Using natural language processing to identify the status of homelessness and housing instability among serious illness patients from clinical notes in an integrated healthcare system

JAMIA Open. 2023 Sep 22;6(3):ooad082. doi: 10.1093/jamiaopen/ooad082. eCollection 2023 Oct.

Abstract

Background: Efficiently identifying the social risks of patients with serious illnesses (SIs) is the critical first step in providing patient-centered and value-driven care for this medically vulnerable population.

Objective: To apply and further hone an existing natural language process (NLP) algorithm that identifies patients who are homeless/at risk of homeless to a SI population.

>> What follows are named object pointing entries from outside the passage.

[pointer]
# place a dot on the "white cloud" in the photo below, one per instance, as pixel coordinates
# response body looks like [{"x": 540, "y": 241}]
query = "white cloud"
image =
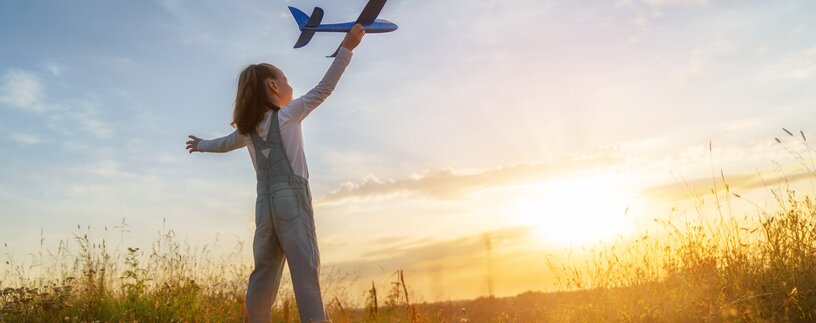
[
  {"x": 23, "y": 90},
  {"x": 25, "y": 138},
  {"x": 54, "y": 68},
  {"x": 799, "y": 65}
]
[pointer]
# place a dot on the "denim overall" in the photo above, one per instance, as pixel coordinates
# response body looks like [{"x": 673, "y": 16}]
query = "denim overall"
[{"x": 284, "y": 229}]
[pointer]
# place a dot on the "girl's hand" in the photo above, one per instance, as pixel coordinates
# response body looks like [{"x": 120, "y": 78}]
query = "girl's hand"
[
  {"x": 192, "y": 145},
  {"x": 353, "y": 37}
]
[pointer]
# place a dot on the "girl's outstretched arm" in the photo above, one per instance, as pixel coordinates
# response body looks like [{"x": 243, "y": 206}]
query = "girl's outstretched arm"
[
  {"x": 299, "y": 108},
  {"x": 224, "y": 144}
]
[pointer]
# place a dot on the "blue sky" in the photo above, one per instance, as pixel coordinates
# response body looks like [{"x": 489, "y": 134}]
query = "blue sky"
[{"x": 97, "y": 98}]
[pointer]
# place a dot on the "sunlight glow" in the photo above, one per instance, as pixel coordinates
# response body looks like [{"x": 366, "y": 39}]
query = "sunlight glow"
[{"x": 577, "y": 211}]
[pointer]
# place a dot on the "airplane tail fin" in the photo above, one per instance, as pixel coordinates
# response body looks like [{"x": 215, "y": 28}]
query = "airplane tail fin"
[{"x": 305, "y": 21}]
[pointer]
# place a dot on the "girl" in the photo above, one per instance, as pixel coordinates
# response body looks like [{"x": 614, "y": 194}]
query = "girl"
[{"x": 268, "y": 123}]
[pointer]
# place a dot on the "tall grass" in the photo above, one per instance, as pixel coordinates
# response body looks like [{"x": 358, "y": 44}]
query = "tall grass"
[{"x": 710, "y": 268}]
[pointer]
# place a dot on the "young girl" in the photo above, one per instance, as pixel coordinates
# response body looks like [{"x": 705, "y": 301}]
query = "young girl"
[{"x": 268, "y": 124}]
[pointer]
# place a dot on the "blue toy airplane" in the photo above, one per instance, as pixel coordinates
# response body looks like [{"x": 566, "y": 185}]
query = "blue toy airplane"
[{"x": 368, "y": 18}]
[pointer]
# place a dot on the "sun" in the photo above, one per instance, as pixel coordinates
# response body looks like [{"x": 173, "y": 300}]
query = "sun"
[{"x": 577, "y": 211}]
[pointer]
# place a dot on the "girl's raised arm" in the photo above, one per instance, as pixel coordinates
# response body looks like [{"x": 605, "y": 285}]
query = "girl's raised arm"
[{"x": 302, "y": 106}]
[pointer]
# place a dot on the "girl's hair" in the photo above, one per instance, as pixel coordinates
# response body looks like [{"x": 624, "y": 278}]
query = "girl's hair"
[{"x": 251, "y": 101}]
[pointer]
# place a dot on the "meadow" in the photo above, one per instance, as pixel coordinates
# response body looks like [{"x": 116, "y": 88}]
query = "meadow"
[{"x": 720, "y": 267}]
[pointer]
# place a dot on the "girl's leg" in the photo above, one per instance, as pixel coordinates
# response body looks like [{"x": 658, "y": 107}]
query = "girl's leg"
[
  {"x": 299, "y": 242},
  {"x": 269, "y": 259}
]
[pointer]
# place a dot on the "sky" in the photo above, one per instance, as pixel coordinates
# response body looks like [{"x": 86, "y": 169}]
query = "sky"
[{"x": 536, "y": 125}]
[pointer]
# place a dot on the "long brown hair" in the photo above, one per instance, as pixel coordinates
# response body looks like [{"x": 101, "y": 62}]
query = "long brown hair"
[{"x": 251, "y": 101}]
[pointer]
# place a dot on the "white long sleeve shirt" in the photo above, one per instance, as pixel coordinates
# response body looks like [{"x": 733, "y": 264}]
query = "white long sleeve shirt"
[{"x": 289, "y": 120}]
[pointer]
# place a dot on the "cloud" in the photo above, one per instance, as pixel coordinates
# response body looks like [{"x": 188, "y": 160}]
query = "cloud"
[
  {"x": 27, "y": 139},
  {"x": 449, "y": 183},
  {"x": 799, "y": 65},
  {"x": 665, "y": 3},
  {"x": 22, "y": 90},
  {"x": 25, "y": 90}
]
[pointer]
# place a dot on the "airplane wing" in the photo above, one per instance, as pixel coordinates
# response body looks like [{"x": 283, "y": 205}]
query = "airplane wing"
[
  {"x": 371, "y": 11},
  {"x": 367, "y": 17}
]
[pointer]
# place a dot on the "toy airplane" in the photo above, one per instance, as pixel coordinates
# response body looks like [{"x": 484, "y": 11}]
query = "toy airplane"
[{"x": 368, "y": 18}]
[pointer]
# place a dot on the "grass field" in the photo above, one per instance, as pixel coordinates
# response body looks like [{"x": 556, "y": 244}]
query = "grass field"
[{"x": 714, "y": 268}]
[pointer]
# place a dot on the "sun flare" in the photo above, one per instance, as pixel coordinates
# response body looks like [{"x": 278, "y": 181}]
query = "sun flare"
[{"x": 577, "y": 211}]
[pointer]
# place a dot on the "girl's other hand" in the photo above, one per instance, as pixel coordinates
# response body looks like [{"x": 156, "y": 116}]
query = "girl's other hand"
[
  {"x": 192, "y": 145},
  {"x": 354, "y": 36}
]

Methods: Patients diagnosed with SI between 2019 and 2020 were identified using an adapted list of diagnosis codes from the Center for Advance Palliative Care from the Kaiser Permanente Southern California electronic health record. Clinical notes associated with medical encounters within 6 months before and after the diagnosis date were processed by a previously developed NLP algorithm to identify patients who were homeless/at risk of homelessness. To improve the generalizability to the SI population, the algorithm was refined by multiple iterations of chart review and adjudication. The updated algorithm was then applied to the SI population.

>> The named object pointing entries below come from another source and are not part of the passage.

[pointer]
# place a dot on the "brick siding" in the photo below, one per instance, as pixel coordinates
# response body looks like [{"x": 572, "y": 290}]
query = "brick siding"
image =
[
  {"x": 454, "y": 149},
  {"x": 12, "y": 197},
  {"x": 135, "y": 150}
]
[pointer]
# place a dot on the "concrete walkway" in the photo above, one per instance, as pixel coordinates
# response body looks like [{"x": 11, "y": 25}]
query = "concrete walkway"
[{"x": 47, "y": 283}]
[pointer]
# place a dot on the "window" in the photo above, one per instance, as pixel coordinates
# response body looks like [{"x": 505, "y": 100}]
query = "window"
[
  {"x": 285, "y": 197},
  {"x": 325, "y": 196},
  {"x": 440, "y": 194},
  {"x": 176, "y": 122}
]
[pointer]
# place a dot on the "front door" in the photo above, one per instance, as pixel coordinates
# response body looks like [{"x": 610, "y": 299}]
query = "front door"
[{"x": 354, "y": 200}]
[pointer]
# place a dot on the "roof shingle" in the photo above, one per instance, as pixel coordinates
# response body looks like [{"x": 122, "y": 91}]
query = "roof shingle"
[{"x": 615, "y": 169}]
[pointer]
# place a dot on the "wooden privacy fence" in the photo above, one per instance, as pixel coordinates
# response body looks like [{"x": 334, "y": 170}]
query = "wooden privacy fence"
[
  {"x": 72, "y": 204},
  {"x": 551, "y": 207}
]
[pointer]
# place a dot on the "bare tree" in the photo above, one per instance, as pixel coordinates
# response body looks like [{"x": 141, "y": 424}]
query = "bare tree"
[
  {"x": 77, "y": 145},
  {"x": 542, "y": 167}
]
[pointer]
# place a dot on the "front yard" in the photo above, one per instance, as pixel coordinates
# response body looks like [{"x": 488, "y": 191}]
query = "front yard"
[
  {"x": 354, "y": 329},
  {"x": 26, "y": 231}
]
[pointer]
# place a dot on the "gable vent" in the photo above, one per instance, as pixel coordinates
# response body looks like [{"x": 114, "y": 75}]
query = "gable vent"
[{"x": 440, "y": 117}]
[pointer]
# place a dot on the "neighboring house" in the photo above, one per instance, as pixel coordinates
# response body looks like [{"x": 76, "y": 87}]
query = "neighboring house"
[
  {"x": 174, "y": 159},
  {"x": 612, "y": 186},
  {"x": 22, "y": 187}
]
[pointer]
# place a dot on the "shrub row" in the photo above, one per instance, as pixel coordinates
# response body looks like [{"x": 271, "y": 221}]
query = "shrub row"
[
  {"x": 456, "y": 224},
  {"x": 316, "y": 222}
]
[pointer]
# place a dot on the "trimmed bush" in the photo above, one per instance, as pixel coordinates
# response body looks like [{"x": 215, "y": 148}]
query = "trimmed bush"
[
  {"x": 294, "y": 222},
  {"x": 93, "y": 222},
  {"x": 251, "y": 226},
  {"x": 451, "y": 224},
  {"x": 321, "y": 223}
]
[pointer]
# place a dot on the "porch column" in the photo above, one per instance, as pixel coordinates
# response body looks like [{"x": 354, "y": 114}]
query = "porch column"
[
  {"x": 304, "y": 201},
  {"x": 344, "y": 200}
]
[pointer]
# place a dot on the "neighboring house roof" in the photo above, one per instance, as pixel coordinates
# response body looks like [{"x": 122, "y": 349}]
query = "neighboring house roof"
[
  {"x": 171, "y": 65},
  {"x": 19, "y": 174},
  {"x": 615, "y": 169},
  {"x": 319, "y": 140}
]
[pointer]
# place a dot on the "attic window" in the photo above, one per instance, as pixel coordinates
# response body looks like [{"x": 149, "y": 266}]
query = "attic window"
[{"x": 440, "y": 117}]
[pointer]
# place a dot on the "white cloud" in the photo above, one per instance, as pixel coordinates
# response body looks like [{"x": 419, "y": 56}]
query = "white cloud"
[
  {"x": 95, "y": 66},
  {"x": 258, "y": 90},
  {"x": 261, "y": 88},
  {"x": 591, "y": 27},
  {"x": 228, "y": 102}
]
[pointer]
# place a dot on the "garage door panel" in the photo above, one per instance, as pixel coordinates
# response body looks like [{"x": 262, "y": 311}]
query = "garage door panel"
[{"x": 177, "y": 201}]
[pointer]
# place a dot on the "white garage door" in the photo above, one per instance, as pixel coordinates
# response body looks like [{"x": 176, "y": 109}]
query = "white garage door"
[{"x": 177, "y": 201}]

Results: Among 206 993 patients with a SI diagnosis, 1737 (0.84%) were identified as homeless/at risk of homelessness. These patients were more likely to be male (51.1%), age among 45-64 years (44.7%), and have one or more emergency visit (65.8%) within a year of their diagnosis date. Validation of the updated algorithm yielded a sensitivity of 100.0% and a positive predictive value of 93.8%.

Conclusions: The improved NLP algorithm effectively identified patients with SI who were homeless/at risk of homelessness and can be used to target interventions for this vulnerable group.

Keywords: electronic health record; homeless; natural language processing; residential instability; serious illness.